This creates a list of element with their properties assessible. This Technical step above is called feature engineering we can see the rest of the code in the descriptors folder

Looping through Each of the structures to obtain the specific properties.

band_gaps = []
formula = []

for r in docs[]:
    bg = r.band_gap
    fl = r.formula_pretty

    full_structure = mpr.get_structure_by_material_id(r.material_id)
    structure = full_structure[0]

    output_df = pd.concat([output_df, pd.DataFrame(uneven_dict_converter(descriptors(r)))], ignore_index=True)

    band_gaps += [bg]
    formula += [fl]

Here is what the dataset looks like

output

fig 3: The raw dataset extracted from materials project. The dataset can be found in the data folder.
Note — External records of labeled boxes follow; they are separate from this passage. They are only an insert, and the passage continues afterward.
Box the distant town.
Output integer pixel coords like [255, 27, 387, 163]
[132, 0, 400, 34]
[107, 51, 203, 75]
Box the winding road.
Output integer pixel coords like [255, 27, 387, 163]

3.3 Building a model using an Extreme gradient Boosted tree (Xgboost) for the prediction of Semiconductor-Energy-Bandgap

Before building on the dataset, it is essential to clean up the dataset. The goal of data cleaning is to improve the quality of the data to ensure its accuracy, consistency, and reliability for analysis. You can find the steps in src -> data-preprocessing folder. However here are some important aspect of the preprocessing.

importing libraries

import pandas as pd
import warnings
import ast
import optuna

warnings.filterwarnings('ignore')

Load data

si_data = pd.read_csv('../data/SiliconProjectBandgap_dataset.csv')
ge_data = pd.read_csv('../data/GermaniumProjectBandgap_dataset.csv')
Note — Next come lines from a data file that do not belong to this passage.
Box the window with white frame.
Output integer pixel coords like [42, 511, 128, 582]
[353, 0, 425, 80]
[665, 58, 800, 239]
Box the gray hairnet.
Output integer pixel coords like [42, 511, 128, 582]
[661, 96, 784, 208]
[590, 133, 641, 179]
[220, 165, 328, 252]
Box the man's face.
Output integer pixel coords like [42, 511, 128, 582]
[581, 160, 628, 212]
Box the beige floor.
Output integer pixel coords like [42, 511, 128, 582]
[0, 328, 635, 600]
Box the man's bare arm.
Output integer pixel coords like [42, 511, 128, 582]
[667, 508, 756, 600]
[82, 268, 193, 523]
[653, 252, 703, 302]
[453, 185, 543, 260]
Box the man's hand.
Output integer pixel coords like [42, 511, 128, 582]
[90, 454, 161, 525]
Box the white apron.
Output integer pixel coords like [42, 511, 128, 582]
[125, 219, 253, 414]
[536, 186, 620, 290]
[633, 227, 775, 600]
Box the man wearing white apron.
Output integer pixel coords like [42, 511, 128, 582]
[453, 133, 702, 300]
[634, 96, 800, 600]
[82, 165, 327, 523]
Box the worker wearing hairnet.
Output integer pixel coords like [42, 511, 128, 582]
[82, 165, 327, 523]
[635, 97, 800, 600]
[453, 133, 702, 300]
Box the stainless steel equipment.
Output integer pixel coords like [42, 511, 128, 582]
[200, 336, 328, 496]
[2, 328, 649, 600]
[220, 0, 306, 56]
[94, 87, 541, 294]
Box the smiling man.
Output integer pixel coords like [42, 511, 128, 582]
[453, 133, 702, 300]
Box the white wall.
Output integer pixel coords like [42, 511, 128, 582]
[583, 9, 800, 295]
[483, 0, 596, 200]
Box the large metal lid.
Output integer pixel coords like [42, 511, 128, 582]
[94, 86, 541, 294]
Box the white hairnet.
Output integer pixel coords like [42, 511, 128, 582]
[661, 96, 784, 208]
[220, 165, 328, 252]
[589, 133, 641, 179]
Separating listed sample in the column to individual column

In our original dataset, we had a column 'atomic_number' whose values as a list are gotten from the concatenation of the 'mean' , 'std' , 'max' , 'min the following block of code splits the data into different columns.
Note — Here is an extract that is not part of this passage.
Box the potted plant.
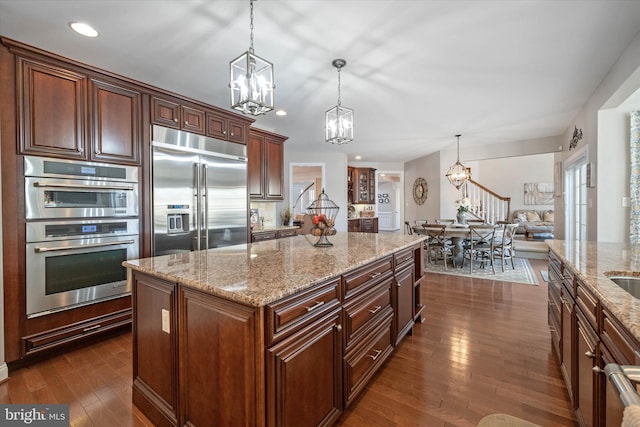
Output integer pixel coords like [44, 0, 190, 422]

def expand_df(df, cols_to_expand):
    expanded_dfs = []

    suffixes = ['mean', 'max', 'min', 'std']

    for column in cols_to_expand:

        expanded_df = pd.DataFrame(df[column].tolist())

        num_columns = expanded_df.shape[1]

        if num_columns == 4:
            expanded_df.columns = [f'{column}_{suffix}' for suffix in suffixes]
        elif num_columns == 1:
            expanded_df.columns = [column]
        else:
            expanded_df.columns = [f'{column}_{i+1}' for i in range(num_columns)]

        expanded_dfs.append(expanded_df)

    # Concatenate the original dataframe with all the expanded columns
    expanded_df_final = pd.concat([df.drop(columns=cols_to_expand)] + expanded_dfs, axis=1)

    return expanded_df_final

using the function

silicon = expand_df(sample_si, sample_si.columns)
germanium = expand_df(sample_ge, sample_ge.columns)

3.4 Hyper-Parameter Optimization

Hyper-Parameter Optimization (HPO) is the process of finding the best set of hyperparameters for a machine learning model to maximize its performance. In our case we used the python library "Optuna [Tree Structured Parzen Estimator (TPE) ]". The implementation is given below.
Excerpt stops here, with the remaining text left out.